Assembly (Speech Matters)

Agency

1992-

Thing 000770 (Zwischen Zirkuskuppel und Manege)

During the summer of 1960, the trainer Monika Holzmüller and the elephant Moni participated in the circus tour called Radio-Circus 60 in France. During their performance entitled Moni, Monika presented Moni as her daughter. Moni answered verbal questions by nodding her head. She also solved simple mathematical questions, posed partly by the audience, tapping out the result on a table with a hammer she held with her trunk. The elephant also chose food and drinks from a menu, drank champagne and smoked a cigarette.

On July 10, 1964, the German television station WDR broadcasted a black and white TV movie entitled Zwischen Zirkuskuppel und Manege. The film was a re-edit of 13 episodes of 26 minutes by the ORTF French television series Fils du cirque or Tony, le fils de cirque, directed by Bernard Hecht and Brigitte Muel. The series is about the adventures of Tony, a child who grows up at a circus. The series was filmed during the tour of the Radio-Circus 60. The film Zwischen Zirkuskuppel und Manege includes scenes of the performance by the elephant Moni. Between WDR and ORTF existed an agreement that they could use one anothers archives.

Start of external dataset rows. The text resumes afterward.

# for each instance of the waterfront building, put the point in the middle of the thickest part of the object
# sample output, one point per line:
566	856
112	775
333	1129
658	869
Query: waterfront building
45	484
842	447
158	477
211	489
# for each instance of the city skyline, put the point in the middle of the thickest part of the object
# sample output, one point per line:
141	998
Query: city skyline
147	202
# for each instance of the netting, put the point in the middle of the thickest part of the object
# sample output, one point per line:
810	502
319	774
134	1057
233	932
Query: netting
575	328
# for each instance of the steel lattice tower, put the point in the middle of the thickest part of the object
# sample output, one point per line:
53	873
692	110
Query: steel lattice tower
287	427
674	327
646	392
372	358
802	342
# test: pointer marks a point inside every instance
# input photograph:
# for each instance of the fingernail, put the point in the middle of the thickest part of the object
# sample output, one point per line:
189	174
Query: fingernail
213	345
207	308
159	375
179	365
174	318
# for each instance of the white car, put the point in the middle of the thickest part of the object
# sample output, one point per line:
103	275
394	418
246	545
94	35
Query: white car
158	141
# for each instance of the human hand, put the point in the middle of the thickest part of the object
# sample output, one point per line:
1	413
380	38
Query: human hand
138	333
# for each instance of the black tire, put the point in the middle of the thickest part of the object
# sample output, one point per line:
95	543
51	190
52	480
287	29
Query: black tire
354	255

After seeing Zwischen Zirkuskuppel und Manege on German televison, Monika Holzmüller alleged that WDR copied her performance Moni without her permission. On March 21, 1967, the court case Holzmüller g. WRD took place at Landgericht München. In his conclusion the Judge stated:

The performance of the trainer with the trained elephant does not belong to the protected works of literature, science and art according to article 2 of the German copyright law. The text, pronounced only by one side, does not contain any literary quality as to be expected within a performance with a trained animal; it amounts to nothing more than simple questions. Neither does the performance meet the minimum requirements of a work of choreography or pantomime. [...] it is nevertheless necessary that the works are creative works, which by means of movements of human bodies, specially dance or facial expressions, form thoughts and sensations. In the given case the movement and facial expression of the implied person comes definitely second after the movement of the animal which furthermore is limited to nodding and shaking the head as a sign for “yes” and “no”, to hammer blows with the trunk, to eating, drinking and smoking a cigarette. This is definitely an admirable achievement in terms of training an animal, but can not be considered as a creative act of the trainer performing her own perceptions, thoughts and emotions by means of a movement in such a way that the spectators would receive a sensory impression that stimulated their own deeper sensation”.

The court concluded that Monika Holzmüller’s interaction with the animal didn’t fall into the range of works of art and that the elephant’s movement didn’t deserve protection as choreography.